In the ’50s and ’60s, the top bracket, the income tax rate that the richest people had to pay, for example the ’50s and ’60s, it was 91 percent. Every dollar over $100,000 that a rich person earned, he or she had to give 91 cents to Washington and kept nine. And the rationale for that was, we had come out of a Great Depression, we had come out of a great war, we had to rebuild our society, we were in a crisis, and the rich had the capacity to pay, and they ought to pay. Republicans voted for that. Democrats voted for that. What do we have today? Ninety-one percent? No. The top rate for rich people today, 35 percent. Again, nobody else in this society—not the middle, not the poor—have had anything like this consequence.

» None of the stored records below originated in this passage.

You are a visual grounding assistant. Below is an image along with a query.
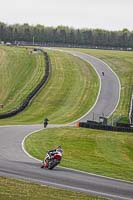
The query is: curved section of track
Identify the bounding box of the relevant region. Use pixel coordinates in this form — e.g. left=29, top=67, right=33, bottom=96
left=0, top=51, right=133, bottom=200
left=58, top=51, right=121, bottom=122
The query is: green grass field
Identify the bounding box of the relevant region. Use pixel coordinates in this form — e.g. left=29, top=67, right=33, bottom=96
left=0, top=47, right=45, bottom=113
left=0, top=47, right=99, bottom=124
left=25, top=127, right=133, bottom=181
left=0, top=177, right=105, bottom=200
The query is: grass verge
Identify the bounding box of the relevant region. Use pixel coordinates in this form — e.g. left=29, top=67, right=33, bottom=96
left=0, top=177, right=105, bottom=200
left=0, top=47, right=45, bottom=113
left=25, top=127, right=133, bottom=181
left=0, top=51, right=99, bottom=124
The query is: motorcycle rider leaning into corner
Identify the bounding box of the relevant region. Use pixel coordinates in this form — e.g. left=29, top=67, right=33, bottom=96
left=48, top=145, right=63, bottom=159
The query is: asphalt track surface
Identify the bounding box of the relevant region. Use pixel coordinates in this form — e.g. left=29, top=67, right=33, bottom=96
left=0, top=50, right=133, bottom=200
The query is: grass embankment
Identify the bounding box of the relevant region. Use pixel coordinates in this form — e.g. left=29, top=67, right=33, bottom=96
left=0, top=51, right=99, bottom=124
left=70, top=49, right=133, bottom=122
left=25, top=127, right=133, bottom=181
left=0, top=177, right=104, bottom=200
left=0, top=47, right=45, bottom=113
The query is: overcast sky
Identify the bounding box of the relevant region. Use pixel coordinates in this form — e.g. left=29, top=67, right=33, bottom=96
left=0, top=0, right=133, bottom=31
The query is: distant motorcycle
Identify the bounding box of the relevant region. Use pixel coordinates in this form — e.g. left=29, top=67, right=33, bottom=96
left=41, top=153, right=62, bottom=169
left=44, top=118, right=49, bottom=128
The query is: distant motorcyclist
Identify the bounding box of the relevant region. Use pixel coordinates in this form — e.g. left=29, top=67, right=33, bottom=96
left=48, top=145, right=63, bottom=158
left=44, top=117, right=49, bottom=128
left=41, top=146, right=63, bottom=169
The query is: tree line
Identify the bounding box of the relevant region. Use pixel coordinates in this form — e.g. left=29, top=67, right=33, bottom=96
left=0, top=22, right=133, bottom=49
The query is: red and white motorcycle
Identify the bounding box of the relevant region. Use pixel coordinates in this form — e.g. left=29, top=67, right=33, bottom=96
left=41, top=152, right=62, bottom=169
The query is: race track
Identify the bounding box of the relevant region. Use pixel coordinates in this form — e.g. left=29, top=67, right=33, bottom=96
left=0, top=50, right=133, bottom=200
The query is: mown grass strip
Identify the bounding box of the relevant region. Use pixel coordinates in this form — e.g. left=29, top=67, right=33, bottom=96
left=0, top=47, right=45, bottom=113
left=25, top=127, right=133, bottom=181
left=0, top=51, right=99, bottom=124
left=0, top=177, right=105, bottom=200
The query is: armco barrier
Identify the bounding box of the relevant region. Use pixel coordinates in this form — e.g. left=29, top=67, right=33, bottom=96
left=79, top=122, right=133, bottom=132
left=0, top=49, right=50, bottom=119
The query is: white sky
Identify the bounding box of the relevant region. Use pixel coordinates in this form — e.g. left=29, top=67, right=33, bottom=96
left=0, top=0, right=133, bottom=31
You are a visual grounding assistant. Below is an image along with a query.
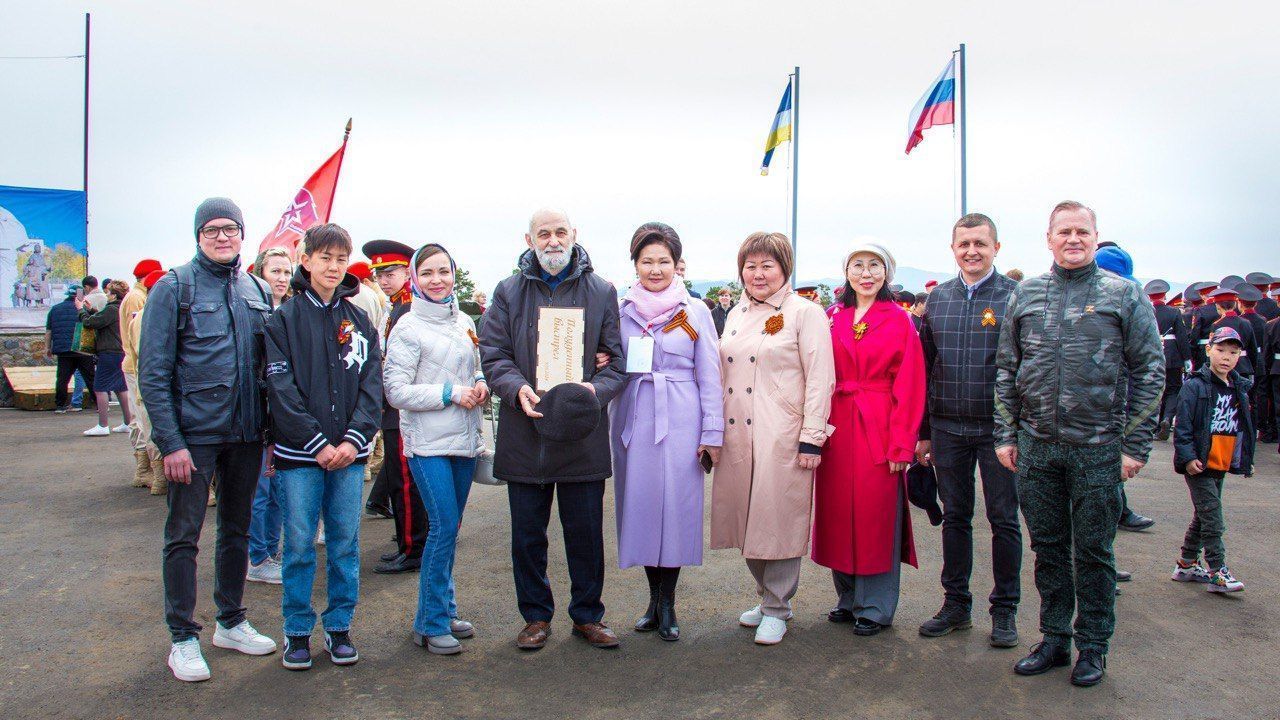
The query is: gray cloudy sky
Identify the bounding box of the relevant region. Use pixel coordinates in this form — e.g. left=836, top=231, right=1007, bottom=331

So, over the last 30, 40 years, a shift from corporate income tax to individual income tax, and among individuals, from the rich to everybody else. To deal with our budget problem without discussing that, putting that front and center, making that part of the story, that’s just a service to the rich and the corporations. There’s no polite way to say otherwise. And there’s something shameful about keeping all of that away and focusing on how we’re going to take out our budget problems by cutting back benefits to old people, to people who have medical needs. There’s something bizarre, and the world sees that, in a society that has done what it has done and now proposes to fix it on the backs of the majority.

Even worse this not-so-sleight-of-hand robbery comes at a time when globalizing corporations are achieving liberty from any merely national interests — expanding overseas and laying off domestic labor.

The Associated Press reports that “strong second-quarter earnings from McDonald’s, General Electric and Caterpillar on Friday are just the latest proof that booming profits have allowed Corporate America to leave the Great Recession far behind.”

Again Richard Wolf traces the historical trajectory:

You know, 30, 40 years ago, we spoke about corporations moving production jobs out of the United States. Ten or 15 years ago, we began to talk about outsourcing, moving white-collar jobs out. The most recent addition to that is the decision of corporations, as they look around the world, to say, you know, the growth of our market, the growth of demand, it’s in Asia, it’s in Latin America, it’s in parts of—it’s not here. The American people are exhausted. Their wages are going nowhere. We have high unemployment. And the fact is, no one is going to lend them much more money because they’re tapped out. So they’re not a growing market. So you see American corporations literally focused, for production and for consumption, elsewhere. That means they’re going to take care of themselves in the world.